King noted that U.S. abortion rates have been dropping but nationally, a "black child in the womb is twice as likely to be killed as a white child." And in Mississippi, the black unborn are three times as likely to be aborted as whites. "There are many reasons for this," he admitted, citing "poverty, lack of education, women raising children without a father present, abortuaries located in cities and close to black and Hispanic populations, but, as Americans, as Christians, we surely know that such racial differences in the slaughter rate must indicate some racist aspect that we have not yet understood or acknowledged."
Hamer lost her job and her home because of her civil rights work in Mississippi. Shots were fired into the house where she stayed with friends. She later was badly beaten and permanently injured after a 1963 arrest. Perhaps most famously she was a passionate spokesman for the Mississippi Freedom Democratic Party, which challenged the state Democratic Party's all white delegation to the 1964 Democratic Convention. Hamer was a major irritant to Lyndon Johnson for disrupting the desired harmonious coronation. She got seated at the 1968 Democratic Convention and remained politically active until her premature death in 1977.
Like Hamer, King also paid a steep price as a white civil rights activist in 1960s Mississippi, enduring jailings and beatings. He recounted having been in the Methodist Building on Capitol Hill before, when he and others sought sanctuary there after being tear-gassed at an anti-Vietnam War demonstration on the U.S. Capitol grounds. Hamer and King, like the recently deceased Sargent Shriver, recall an almost disappeared strong liberal tradition that was devoutly religious, both Protestant and Catholic, and ardently pro-life.
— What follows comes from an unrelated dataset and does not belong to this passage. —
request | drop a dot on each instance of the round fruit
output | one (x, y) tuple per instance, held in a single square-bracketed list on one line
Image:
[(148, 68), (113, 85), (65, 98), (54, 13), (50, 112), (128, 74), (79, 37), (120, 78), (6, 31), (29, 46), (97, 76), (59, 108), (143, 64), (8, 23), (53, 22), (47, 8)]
"The greatest witness people of my Movements can make today is that we never thought we would live to see most of the changes we proclaimed," King recalled with civil rights successes in mind. "We have a rare blessing that some of us did live so long and do understand the doubts and depression of many struggling for the Right to Life." The civil rights veteran promised: "What we are now doing is not pointless, is not fruitless, and must be done in faith."
Will the sterile amorality of groups like RCRC prevail in their quest to insinuate abortion into every aspect of American life? Or is the old civil rights veteran correct to be hopeful? The angels, and tides of history, almost certainly side with the later.